Basın Konseyi'nin kendi çalışmaları üzerinde hiçbir dış müdahaleye izin vermeme kararlılığını vurgulayarak;

Basın Meslek İlkeleri'ne uymayı, sözünü ettiğimiz temel inançlarımızın bir gereği saydığımızı, kamuoyu önünde açıklarız.

1)    Yayınlarda hiç kimse; ırkı, cinsiyeti, yaşı, sağlığı, bedensel engeli, sosyal düzeyi ve dini inançları nedeniyle kınanamaz, aşağılanamaz.

2)    Düşünce, vicdan ve ifade özgürlüğünü sınırlayıcı, genel ahlak anlayışını, din duygularını aile kurumunun temel dayanaklarını sarsıcı ya da incitici yayın yapılamaz.

3)    Kamusal bir görev olan gazetecilik, ahlaka aykırı özel amaç ve çıkarlara alet edilemez.

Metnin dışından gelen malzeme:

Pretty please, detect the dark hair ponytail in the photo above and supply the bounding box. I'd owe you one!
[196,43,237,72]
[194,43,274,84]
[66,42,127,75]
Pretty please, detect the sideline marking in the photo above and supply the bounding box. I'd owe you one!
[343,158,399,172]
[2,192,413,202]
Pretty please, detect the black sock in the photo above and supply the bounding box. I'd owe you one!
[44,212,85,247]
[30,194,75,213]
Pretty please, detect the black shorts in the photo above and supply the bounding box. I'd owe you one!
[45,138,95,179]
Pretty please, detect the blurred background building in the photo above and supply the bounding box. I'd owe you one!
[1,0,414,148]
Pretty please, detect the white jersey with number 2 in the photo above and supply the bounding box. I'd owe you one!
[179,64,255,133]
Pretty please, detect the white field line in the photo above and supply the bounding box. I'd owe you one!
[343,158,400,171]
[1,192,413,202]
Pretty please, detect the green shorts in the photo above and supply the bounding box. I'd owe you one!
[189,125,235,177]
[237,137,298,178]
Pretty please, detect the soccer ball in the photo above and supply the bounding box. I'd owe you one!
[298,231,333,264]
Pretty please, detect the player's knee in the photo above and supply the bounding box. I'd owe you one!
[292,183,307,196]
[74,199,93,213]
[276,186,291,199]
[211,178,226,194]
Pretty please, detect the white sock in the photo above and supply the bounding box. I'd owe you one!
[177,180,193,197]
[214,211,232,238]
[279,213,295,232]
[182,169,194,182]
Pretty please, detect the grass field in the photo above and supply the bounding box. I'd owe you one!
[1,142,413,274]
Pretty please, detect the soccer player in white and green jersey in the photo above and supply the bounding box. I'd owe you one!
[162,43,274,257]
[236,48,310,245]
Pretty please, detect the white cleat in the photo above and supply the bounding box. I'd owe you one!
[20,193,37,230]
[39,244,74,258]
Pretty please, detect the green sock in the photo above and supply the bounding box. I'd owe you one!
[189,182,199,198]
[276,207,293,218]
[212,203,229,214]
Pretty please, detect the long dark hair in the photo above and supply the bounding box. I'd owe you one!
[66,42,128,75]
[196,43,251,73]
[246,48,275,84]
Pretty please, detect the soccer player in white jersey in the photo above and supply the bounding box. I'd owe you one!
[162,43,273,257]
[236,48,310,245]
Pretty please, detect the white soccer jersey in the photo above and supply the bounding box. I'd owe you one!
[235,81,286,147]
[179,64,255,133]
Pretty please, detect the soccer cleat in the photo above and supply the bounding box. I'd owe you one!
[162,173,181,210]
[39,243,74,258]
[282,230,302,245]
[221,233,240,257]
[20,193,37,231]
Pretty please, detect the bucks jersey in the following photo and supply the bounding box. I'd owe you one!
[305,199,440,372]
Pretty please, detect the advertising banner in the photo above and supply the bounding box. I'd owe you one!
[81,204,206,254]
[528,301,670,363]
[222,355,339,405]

4)    Kişileri ve kuruluşları, eleştiri sınırlarının ötesinde küçük düşüren, aşağılayan veya iftira niteliği taşıyan ifadelere yer verilemez.

5)    Kişilerin özel yaşamı, kamu çıkarlarının gerektirdiği durumlar dışında, yayın konusu olamaz.

6)    Soruşturulması gazetecilik olanakları içinde bulunan haberler, soruşturulmaksızın veya doğruluğuna emin olmaksızın yayınlanamaz.

7)    Saklı kalması kaydıyla verilen bilgiler, kamu yararı ciddi bir biçimde gerektirmedikçe yayınlanamaz.

8)    Bir basın organının dağıtım süreci tamamlanmadan o basın organının özel çabalarla gerçekleştirdiği ürün, bir başka basın organı tarafından kendi ürünüymüş gibi kamuoyuna sunulamaz. Ajanslardan alınan özel ürünlerin kaynağının belirtilmesine özen gösterilir.

9)    Suçlu olduğu yargı kararıyla belirlenmedikçe hiç kimse "suçlu" ilan edilemez.

10) Yasaların suç saydığı eylemler, gerçek olduğuna inandırıcı makul nedenler bulunmadıkça kimseye atfedilemez.

11) Gazeteci, kaynaklarının gizliliğini korur. Kaynağın kamuoyuna kişisel, siyasal ekonomik vb. nedenlerle yanıltmayı amaçladığı haller bunun dışındadır.

12) Gazeteci görevini taşıdığı sıfatın saygınlığına gölge düşürebilecek yöntem ve tutumlarla yapmaktan sakınır.

13) Şiddet ve zorbalığı özendirici, insani değerleri incitici yayın yapmaktan kaçınılır.

14)  İlan ve reklam niteliğindeki yayınların bu nitelikleri, tereddüte yer bırakmayacak şekilde belirtilir.

15)  Yayın tarihi için konan zaman kaydına saygı gösterilir.

16)  Basın organları, yanlış yayınlardan kaynaklanan cevap ve tekzip hakkına saygı duyarlar.